TOKYO - Japan's top e-commerce site operator Rakuten will enter the air travel business by allying with Asia's biggest budget carrier, Malaysia-based AirAsia, a report said Thursday.
Rakuten is preparing to make a capital injection in AisAsia's Japanese unit, possibly in 2015, the Toyo Keizai economic magazine said on its online edition.
Two or three more Japanese companies may also put cash into AirAsia Japan, it said.
Shares in Rakuten were up 3.45 percent to 1,316 yen in early afternoon trade on the Tokyo Stock Exchange after the media report, which the company did not confirm.

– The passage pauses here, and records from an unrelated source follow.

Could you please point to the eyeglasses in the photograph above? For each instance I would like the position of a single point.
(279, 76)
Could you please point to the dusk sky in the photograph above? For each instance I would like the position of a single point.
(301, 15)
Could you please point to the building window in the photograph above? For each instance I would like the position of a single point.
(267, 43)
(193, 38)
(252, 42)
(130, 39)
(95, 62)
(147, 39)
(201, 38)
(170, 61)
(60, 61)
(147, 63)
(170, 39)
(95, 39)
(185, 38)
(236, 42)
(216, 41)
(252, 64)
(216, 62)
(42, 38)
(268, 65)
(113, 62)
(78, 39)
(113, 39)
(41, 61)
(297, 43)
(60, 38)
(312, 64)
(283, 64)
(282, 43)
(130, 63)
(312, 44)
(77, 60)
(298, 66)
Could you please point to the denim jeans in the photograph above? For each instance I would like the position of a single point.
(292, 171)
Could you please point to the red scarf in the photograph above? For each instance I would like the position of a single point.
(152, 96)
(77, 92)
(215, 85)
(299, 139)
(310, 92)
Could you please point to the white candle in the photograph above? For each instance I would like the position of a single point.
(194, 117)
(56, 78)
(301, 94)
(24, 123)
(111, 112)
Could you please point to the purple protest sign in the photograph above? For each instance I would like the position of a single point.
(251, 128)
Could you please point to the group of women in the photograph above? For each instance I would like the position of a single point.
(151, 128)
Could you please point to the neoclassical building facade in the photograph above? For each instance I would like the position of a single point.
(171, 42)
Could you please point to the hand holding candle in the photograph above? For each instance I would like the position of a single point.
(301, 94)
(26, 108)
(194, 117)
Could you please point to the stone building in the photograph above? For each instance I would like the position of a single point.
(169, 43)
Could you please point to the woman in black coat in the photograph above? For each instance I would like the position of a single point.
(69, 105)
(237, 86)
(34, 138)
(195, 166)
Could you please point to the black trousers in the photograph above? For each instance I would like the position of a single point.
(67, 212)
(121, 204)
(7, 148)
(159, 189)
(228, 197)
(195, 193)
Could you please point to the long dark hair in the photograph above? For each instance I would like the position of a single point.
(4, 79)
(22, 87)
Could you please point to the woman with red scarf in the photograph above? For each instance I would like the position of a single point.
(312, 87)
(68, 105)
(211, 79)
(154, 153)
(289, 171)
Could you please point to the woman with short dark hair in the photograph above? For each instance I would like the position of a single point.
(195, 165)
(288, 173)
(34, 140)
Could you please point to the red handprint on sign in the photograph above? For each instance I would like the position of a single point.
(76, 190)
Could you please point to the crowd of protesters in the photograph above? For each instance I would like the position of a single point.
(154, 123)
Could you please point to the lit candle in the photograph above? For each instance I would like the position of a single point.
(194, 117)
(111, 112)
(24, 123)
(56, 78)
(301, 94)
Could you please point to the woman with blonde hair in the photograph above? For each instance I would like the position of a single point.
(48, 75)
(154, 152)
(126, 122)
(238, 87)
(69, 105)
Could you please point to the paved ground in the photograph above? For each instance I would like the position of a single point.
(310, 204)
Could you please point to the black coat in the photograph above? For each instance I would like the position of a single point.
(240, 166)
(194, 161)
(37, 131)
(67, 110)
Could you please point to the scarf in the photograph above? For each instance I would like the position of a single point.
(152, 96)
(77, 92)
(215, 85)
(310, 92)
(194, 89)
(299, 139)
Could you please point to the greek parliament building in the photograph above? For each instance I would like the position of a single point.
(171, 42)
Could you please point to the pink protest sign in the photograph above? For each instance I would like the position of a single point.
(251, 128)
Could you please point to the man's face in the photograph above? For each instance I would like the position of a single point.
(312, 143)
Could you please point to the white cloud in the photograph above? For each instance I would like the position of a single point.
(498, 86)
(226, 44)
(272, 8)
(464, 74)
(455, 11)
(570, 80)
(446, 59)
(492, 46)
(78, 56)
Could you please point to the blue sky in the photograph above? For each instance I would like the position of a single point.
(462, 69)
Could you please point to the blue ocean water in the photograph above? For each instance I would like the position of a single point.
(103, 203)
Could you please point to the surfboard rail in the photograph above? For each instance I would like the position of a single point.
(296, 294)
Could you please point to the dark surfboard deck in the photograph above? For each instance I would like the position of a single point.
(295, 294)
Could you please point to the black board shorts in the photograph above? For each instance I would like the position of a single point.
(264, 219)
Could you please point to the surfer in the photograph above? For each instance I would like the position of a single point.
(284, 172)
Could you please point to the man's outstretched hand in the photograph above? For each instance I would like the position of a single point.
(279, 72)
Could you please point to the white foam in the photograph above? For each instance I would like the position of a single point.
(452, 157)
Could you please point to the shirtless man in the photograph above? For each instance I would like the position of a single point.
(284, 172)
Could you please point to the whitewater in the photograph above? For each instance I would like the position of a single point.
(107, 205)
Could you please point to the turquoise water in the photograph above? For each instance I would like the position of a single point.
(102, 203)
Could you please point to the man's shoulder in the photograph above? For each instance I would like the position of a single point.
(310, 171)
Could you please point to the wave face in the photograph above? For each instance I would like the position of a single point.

The Toyo Keizai said one of the likeliest ideas was that Rakuten and AirAsia could hold a maximum one-third each of the Japanese unit's shares with the remaining one-third held by a combination of other Japanese firms.
AirAsia chief executive Tony Fernandes is likely to hold a news conference in Japan in early July, it said.
Public broadcaster NHK said talks were being held with the aim of Rakuten getting a stake of around 15-19 percent for a little more than one billion yen ($9.8 million).
Japan's aviation law limits a foreign equity stake in a Japanese airline to one-third.
The new carrier could operate flights linking central Japan's Chubu Centrair airport with main Japanese destinations, the Toyo Keizai said.
The magazine quoted a senior official at the transport ministry as saying it was aiming to start flight services in 2015.
AirAsia entered the Japanese market in 2012 in a joint venture with major carrier All Nippon Airways (ANA).
The venture ended in a spat over business practices last year. ANA has since inherited the business and rebranded it Vanilla Air.